= Richard Grossman (publisher) =

American publisher (1921–2014)

Richard Lee Grossman (June 26, 1921 – January 27, 2014) was an American publisher.

==Early life, education and military service==
He was born in Chicago and attended University of Pennsylvania, but left before graduating. He served in the Army Signal Corps and worked in advertising before going into the publishing business.

==Publishing career==
He started his own company, Grossman Publishers, after working for Simon & Schuster. Grossman Publishers was sold to Viking Press in 1968. Later he worked in alternative medicine and psychotherapy, including as director of the Center for Health in Medicine at the Montefiore Hospital and Medical Center; at Beth Israel Medical Center, and the Smith Center for Healing and the Arts’s program for cancer patients.
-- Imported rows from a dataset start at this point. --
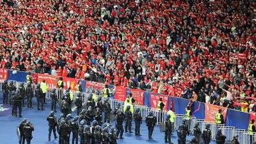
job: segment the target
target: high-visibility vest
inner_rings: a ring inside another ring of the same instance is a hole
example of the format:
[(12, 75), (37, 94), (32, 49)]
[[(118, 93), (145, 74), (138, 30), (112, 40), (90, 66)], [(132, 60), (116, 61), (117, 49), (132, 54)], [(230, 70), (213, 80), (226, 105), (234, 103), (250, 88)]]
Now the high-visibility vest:
[(46, 93), (48, 89), (46, 83), (43, 82), (41, 82), (40, 88), (42, 89), (43, 93)]
[(97, 97), (96, 97), (96, 95), (94, 94), (92, 94), (92, 100), (94, 100), (94, 102), (96, 102), (97, 99), (98, 99), (98, 98), (97, 98)]
[(254, 124), (251, 123), (250, 124), (249, 124), (249, 127), (248, 127), (248, 134), (250, 135), (253, 135), (253, 132), (252, 132), (252, 126), (254, 126)]
[(124, 108), (123, 108), (124, 113), (125, 113), (125, 111), (126, 110), (126, 107), (127, 105), (130, 105), (130, 111), (133, 114), (133, 105), (132, 105), (132, 104), (130, 103), (126, 103), (126, 104), (124, 104)]
[(221, 123), (220, 116), (221, 116), (220, 113), (216, 113), (216, 114), (215, 115), (215, 119), (216, 119), (216, 123), (219, 123), (219, 124)]
[(63, 88), (63, 87), (61, 86), (62, 82), (63, 82), (63, 81), (60, 81), (60, 80), (59, 80), (59, 81), (58, 81), (58, 87), (59, 87), (59, 88)]
[(30, 78), (28, 75), (26, 76), (27, 84), (31, 83)]
[(161, 109), (161, 105), (160, 105), (161, 103), (162, 103), (162, 101), (159, 101), (158, 103), (158, 107), (157, 107), (157, 109), (158, 109), (158, 111), (162, 110)]
[(175, 117), (174, 113), (172, 110), (169, 110), (167, 112), (167, 114), (171, 116), (169, 119), (171, 123), (174, 123), (174, 119)]
[(190, 117), (190, 110), (187, 110), (185, 112), (185, 119), (186, 120), (189, 120)]
[(80, 85), (79, 85), (79, 84), (78, 84), (78, 85), (76, 85), (76, 92), (80, 92), (80, 90), (79, 90), (79, 87), (80, 87)]
[(103, 96), (104, 98), (107, 98), (108, 97), (108, 95), (107, 92), (107, 90), (108, 89), (108, 88), (104, 88), (103, 89)]

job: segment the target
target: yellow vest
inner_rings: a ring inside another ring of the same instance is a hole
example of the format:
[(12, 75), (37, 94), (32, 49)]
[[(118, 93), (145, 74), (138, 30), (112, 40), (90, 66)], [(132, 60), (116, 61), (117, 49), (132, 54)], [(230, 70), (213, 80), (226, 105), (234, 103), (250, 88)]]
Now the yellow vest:
[(185, 119), (186, 120), (189, 120), (190, 117), (190, 110), (187, 110), (185, 112)]
[(130, 105), (130, 111), (132, 112), (132, 113), (133, 113), (133, 105), (130, 103), (126, 103), (126, 104), (124, 104), (124, 113), (125, 113), (125, 111), (126, 110), (126, 107), (127, 105)]
[(174, 119), (175, 117), (174, 113), (172, 110), (169, 110), (167, 112), (167, 114), (171, 116), (171, 118), (169, 119), (171, 123), (174, 123)]
[(220, 113), (216, 113), (216, 114), (215, 115), (215, 119), (216, 119), (216, 123), (219, 123), (219, 124), (221, 123), (220, 115), (221, 114)]
[(43, 82), (41, 82), (40, 88), (42, 89), (43, 93), (46, 93), (48, 89), (48, 87), (47, 87), (46, 83)]
[(97, 98), (97, 97), (96, 97), (96, 95), (94, 94), (92, 94), (92, 100), (94, 100), (94, 102), (96, 102), (97, 99), (98, 99), (98, 98)]
[(80, 90), (79, 90), (79, 87), (80, 87), (80, 85), (78, 84), (76, 85), (76, 92), (81, 92)]
[(108, 89), (108, 88), (104, 88), (104, 89), (103, 89), (103, 96), (104, 96), (104, 98), (108, 97), (108, 95), (107, 93), (107, 89)]
[(158, 103), (158, 108), (157, 108), (157, 109), (158, 109), (158, 111), (161, 110), (161, 105), (160, 105), (161, 103), (162, 103), (162, 101), (159, 101)]

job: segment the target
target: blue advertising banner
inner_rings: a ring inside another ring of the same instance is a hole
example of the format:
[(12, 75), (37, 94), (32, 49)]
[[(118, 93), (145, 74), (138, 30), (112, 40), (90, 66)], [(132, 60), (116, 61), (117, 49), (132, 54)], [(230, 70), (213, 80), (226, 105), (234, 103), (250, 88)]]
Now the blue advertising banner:
[(192, 114), (197, 119), (204, 119), (205, 105), (204, 103), (194, 102), (190, 108)]
[(228, 109), (225, 126), (233, 126), (236, 129), (247, 130), (249, 117), (249, 113)]
[(188, 100), (172, 97), (173, 105), (175, 114), (185, 114), (185, 108), (188, 104)]
[(8, 71), (8, 78), (9, 81), (16, 81), (17, 82), (26, 82), (26, 76), (27, 72), (17, 71), (16, 73), (13, 73), (12, 70)]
Publisher of Ralph Nader's best-seller Unsafe at Any Speed: The Designed-in Dangers of the American Automobile, Grossman went on to publish other books by Mr. Nader and his associates on air and water pollution, food and drugs, pesticides and coal-mine safety, all of which helped lead to the passage of major legislation.

==Selected books==
- Choosing and Changing: A Guide to Self-Reliance (1978)
- The Other Medicines (1985)
- A Year With Emerson: A Daybook (2003)
- The Tao of Emerson (2007) by Ralph Waldo Emerson, Lao Tse (Authors), Richard Grossman (Editor, Introduction), Modern Library, ISBN 0679643397.